A deep crisis of the family institution is the primary reason for all Russian demographic troubles, which are expressed in disturbing trends in the field of matrimonial, reproductive and self-preservative behavior of the Russian people.

This report describes the Russian demographic dynamics in terms of all the processes that have a direct impact on the population size and reproduction of population—fertility, mortality, nuptiality, divorces, and migration. The latter process, though does not relate to reproduction, has an influence on the total population size, and therefore is also considered as a component of demographic dynamics.

Depopulation in Russia: 19 years of demographic tragedy

It is known that the Russian population ceased to reproduce itself in 1964–1965. Since then, the Russian society entered a phase of so-called latent (hidden) depopulation—when the population does not decline but the fertility rate is already below the replacement level. Due to the potential of its demographic structure, the population keeps on growing for some time “by inertia.”

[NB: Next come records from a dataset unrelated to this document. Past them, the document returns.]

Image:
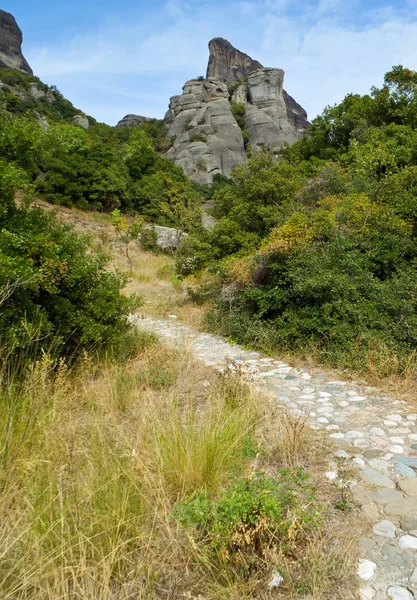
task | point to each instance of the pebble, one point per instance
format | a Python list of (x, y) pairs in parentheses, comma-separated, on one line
[(408, 542), (396, 592), (408, 486), (385, 529), (405, 471), (366, 569)]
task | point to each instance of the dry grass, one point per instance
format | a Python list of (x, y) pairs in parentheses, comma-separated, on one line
[(93, 461)]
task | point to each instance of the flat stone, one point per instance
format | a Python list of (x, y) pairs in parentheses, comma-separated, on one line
[(367, 543), (408, 486), (351, 435), (366, 569), (380, 465), (385, 496), (377, 431), (405, 471), (408, 542), (401, 507), (367, 593), (385, 529), (369, 454), (397, 449), (396, 592), (370, 512), (373, 477), (405, 460), (409, 523)]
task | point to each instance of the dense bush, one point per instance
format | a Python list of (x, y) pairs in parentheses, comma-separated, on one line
[(53, 291)]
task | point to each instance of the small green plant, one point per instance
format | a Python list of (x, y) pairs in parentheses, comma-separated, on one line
[(126, 232), (201, 164), (253, 516), (149, 239)]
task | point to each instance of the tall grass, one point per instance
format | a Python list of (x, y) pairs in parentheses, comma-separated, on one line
[(92, 461)]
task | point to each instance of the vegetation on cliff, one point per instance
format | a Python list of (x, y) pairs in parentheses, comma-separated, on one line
[(319, 248)]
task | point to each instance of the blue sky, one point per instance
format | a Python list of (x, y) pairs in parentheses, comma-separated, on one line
[(112, 58)]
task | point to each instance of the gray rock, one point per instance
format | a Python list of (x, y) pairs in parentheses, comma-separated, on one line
[(266, 116), (207, 137), (385, 529), (130, 120), (227, 63), (401, 507), (11, 44), (409, 523), (404, 460), (373, 477), (396, 592), (168, 238), (82, 121), (405, 471), (409, 487)]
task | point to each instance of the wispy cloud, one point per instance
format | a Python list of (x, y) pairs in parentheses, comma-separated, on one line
[(327, 48)]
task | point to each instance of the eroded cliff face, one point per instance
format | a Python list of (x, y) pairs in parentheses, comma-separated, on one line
[(207, 137), (229, 64), (11, 44)]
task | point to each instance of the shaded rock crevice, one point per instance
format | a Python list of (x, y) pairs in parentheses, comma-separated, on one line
[(11, 39)]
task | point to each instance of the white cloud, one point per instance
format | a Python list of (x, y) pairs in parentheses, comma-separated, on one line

Nowadays, a similar situation is observed also in China, Iran, Algeria, Kazakhstan, Chile, and many other countries.

According to the latest UN\'s demographic report—World Population Prospects-2010—42 percent of all mankind are encompassed by latent depopulation.

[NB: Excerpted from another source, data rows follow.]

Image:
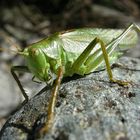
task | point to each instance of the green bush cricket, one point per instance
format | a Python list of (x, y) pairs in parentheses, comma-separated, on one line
[(79, 51)]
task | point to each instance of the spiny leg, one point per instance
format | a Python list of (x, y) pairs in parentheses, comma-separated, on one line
[(92, 64), (20, 69), (52, 103)]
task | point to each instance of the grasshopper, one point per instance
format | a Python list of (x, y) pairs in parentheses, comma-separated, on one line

With the exception of almost 30 years of the latent depopulation tendency, there were a few years in the late eighties (1986–1988), when some economic measures to support families and motherhood were taken in Russia.

In 1989–1991, after a brief turning back to latent depopulation, Russia started to go to a more painful phase—the phase of explicit depopulation, in which we are now. From 1992, the Russian population started to decline.

Over the last 19 years (1992–2010):

  • the natural decrease in Russia reached 13.1 million;
  • a positive migration exchange (i.e. the compensation of the natural decrease due to the increase in immigration) reached 6.4.

As a result, the Russian population decreased by 6.7 million over the period considered and now continues to decrease.

Table 1. 
Russian population change in 1992–2010 (x1000)

Years Population size
at the beginning of  the year
Changes per year Population size
at the end
of the year
Total increase Natural increase Migration increase
1992 148,514.7 47.0 -219.2 266.2 148,561.7
1993 148,561.7 -205.8 -732.1 526.3 148,355.9
1994 148,355.9 104.0 -874.0 978.0 148459.9
1995 148,459.9 -168.3 -822.0 653.7 148291.6
1996 148,291.6 -263.0 -776.5 513.5 148028.6
1997 148,028.6 -226.5 -740.6 514.1 147,802.1
1998 147,802.1 -262.7 -691.5 428.8 147,539.4
1999 147,539.4 -649.3 -918.8 269.5 146890.1
2000 146,890.1 -586.5 -949.1 362.6 146,303.6
2001 146,303.6 -654.3 -932.8 278.5 145,649.3
2002 145,649.3 -685.7 -916.5 230.8 144,963.6
2003 144,963.6 -795.4 -888.5 93.1 144168.2
2004 144,168.2 -694.0 -792.9 98.9 143,474.2
2005 143,474.2 -720.7 -846.6 125.9 142,753.5
2006 142,753.5 -532.5 -687.0 154.5 142,221.0
2007 142,221.0 -212.8 -470.4 258.2 142,008.2
2008 142,008.2 -104.8 -362 257.2 141,904.0
2009 141,904.0 10.5 -248.9 259.4 141,914.5
2010 141,914.5 -81.6 -239.6 158.0 141,832.9
1992–2010 148,514.7 6,682 13,109 6,427 141,832.9

Only over the last year, 2010, the depopulation actually “erased” from the map of Russia the population of such city as, for example, Novorossiysk: the Federal Service of State Statistics (Rosstat) reports that Russia lost 239.6 thousand people in 2010.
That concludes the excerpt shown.